2

I have come across some unusual behavior calculating dates in R.

I am trying to estimate date of conception by back calculating 9 months from date of birth, where date of birth is in the format as_date("1946-03-31".

So, the calculation would look like

as_date("1946-03-31")- months(9)

However, instead of getting a date, I get NA.

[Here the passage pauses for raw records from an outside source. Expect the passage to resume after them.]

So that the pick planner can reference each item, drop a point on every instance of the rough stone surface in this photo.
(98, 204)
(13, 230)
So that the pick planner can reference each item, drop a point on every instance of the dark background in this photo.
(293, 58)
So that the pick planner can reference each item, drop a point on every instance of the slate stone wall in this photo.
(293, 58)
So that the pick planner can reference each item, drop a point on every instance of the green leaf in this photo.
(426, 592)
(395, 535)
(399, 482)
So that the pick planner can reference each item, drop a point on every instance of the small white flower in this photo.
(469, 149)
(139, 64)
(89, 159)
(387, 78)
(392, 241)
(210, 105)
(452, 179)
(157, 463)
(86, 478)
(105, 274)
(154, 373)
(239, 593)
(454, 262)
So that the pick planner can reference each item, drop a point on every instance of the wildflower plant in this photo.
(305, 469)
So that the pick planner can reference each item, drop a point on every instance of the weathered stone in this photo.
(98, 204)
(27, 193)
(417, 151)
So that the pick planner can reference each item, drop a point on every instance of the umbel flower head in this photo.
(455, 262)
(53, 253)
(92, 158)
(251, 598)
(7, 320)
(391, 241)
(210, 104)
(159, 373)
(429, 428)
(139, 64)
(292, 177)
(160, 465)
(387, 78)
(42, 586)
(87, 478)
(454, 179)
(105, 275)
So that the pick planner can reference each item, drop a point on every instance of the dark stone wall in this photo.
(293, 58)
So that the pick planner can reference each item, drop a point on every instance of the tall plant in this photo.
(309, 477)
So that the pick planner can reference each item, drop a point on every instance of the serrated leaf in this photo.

Strangely, if I change the month number, I get a perfect result:

as_date("1946-03-31")- months(8)

or

as_date("1946-03-31")- months(10)

Both work.

I also get a perfect date if I use days

as_date("1946-03-31")- days(273)

Is there a totally obvious reason for this that I'm missing? If not, is this replicable across other setups?

Calen
  • 305
  • 4
  • 17
  • Try _periods_ instead: `as_date("1946-03-31") - weeks(39)` – Dirk Eddelbuettel Mar 10 '23 at 02:27
  • Yes, thank you. I realized I could simply use `days(274)`. I decided to post not for a solution, but to inquire about what appears to be internal inconsistency around `as_date("1946-03-31") - months(8)` and `as_date("1946-03-31") - months(10)` working but `as_date("1946-03-31") - months(9)` not working. This strikes me as unusual. – Calen Mar 10 '23 at 02:47
  • 1
    There are numerous FAQs at the sites of the various date/time libraries -- a difference is often made between 'intervals' and 'periods'. Some have operators so that 'May 30 plus three months' gets you 'August 30'. Keep reading around for background stuff, there simply are pitfalls in these topics "hence no quick and simple answers". – Dirk Eddelbuettel Mar 10 '23 at 02:52
  • Yeah, I've done a bit of reading on it, but getting dates for a difference of 10 and 8 months but not 9 really sent me for a loop. Guess it's just part of doing business when working with dates. – Calen Mar 10 '23 at 02:55

2 Answers2

2

Months are poorly defined. What is 1 month before March 30? It's not well-defined because February has fewer days than March.

What answer do you expect for as_date("1946-03-31") - months(9)? Is it the day after as_date("1946-03-30") - months(9), which would be 1945-07-01? Or is it the day before as_date("1946-04-01") - months(9), which would be 1945-06-30? Both would be somewhat reasonable, but they are different because June has 1 day less than March.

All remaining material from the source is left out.